Plus, the less expensive the property, the lower the quality of a property manager you’re likely to find willing to take it on. Take it from someone who knows firsthand, having owned dozens of low-income properties.
9. Dividends from stocks
You can also collect dividend income from stocks and REITs, of course.
I actually don’t love REITs, due to their strong correlation with the stock market at large. But you do you.
I do love stocks in general, from their easy diversification to their liquidity to the automation of investing with a robo-advisor. As passive as my real estate investments are through our Co-Investing Club, they still don’t happen on autopilot the way my stock investments do.
Final Thoughts
In December 2022, I took my first “red month.” I took a red marker and crossed a big X through the December page on my work calendar. (Not literally, since I don’t use a paper calendar, but you get the idea).

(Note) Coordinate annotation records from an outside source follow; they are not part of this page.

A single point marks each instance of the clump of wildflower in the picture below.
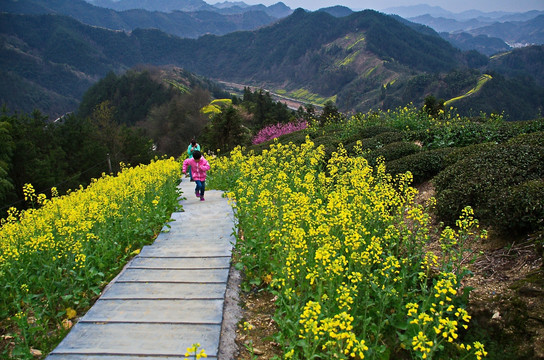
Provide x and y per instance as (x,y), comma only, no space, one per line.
(274,131)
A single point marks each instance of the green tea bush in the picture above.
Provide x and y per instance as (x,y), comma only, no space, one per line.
(392,151)
(423,165)
(371,131)
(485,180)
(532,139)
(525,204)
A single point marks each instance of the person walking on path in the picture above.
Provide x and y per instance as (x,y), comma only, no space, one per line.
(193,146)
(199,167)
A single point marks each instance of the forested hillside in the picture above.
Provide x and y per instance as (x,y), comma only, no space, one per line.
(126,119)
(189,24)
(361,62)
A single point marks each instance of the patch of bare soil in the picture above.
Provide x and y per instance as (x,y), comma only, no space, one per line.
(255,333)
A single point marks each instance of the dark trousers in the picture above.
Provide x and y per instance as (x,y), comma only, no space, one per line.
(200,187)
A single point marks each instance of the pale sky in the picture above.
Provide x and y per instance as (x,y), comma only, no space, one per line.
(453,6)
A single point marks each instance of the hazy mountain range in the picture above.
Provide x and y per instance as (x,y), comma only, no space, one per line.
(361,60)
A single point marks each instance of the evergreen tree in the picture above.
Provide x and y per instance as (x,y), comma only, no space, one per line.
(225,131)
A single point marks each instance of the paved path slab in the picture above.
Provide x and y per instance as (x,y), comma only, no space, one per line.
(168,297)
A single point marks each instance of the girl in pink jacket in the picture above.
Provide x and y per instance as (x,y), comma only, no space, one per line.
(199,167)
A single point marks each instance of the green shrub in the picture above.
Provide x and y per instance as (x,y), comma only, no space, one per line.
(525,204)
(423,165)
(484,180)
(532,139)
(330,142)
(371,131)
(296,137)
(466,152)
(392,151)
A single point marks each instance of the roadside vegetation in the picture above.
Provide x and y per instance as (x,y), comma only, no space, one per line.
(364,233)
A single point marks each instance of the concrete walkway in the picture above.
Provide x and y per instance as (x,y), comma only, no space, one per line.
(168,297)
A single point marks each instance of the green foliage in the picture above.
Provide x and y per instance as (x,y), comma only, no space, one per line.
(296,137)
(520,209)
(392,151)
(531,139)
(264,109)
(374,130)
(132,94)
(423,165)
(485,179)
(458,154)
(63,154)
(225,131)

My wife, daughter, and I spent the month traveling through Argentina, mostly in Patagonia. We hiked in Ushuaia and El Chaltén, gawked at the glacier in El Calafate, ate great steaks in Buenos Aires and Bariloche, and drank great wine in Mendoza.
I could do it because I now have many streams of income—none of which require me to clock into a job or tie me to a physical location.
And you can do the same. Start by adding a single stream of income, and then keep stacking up streams from there. You’ll like where it takes you: anywhere you want to go.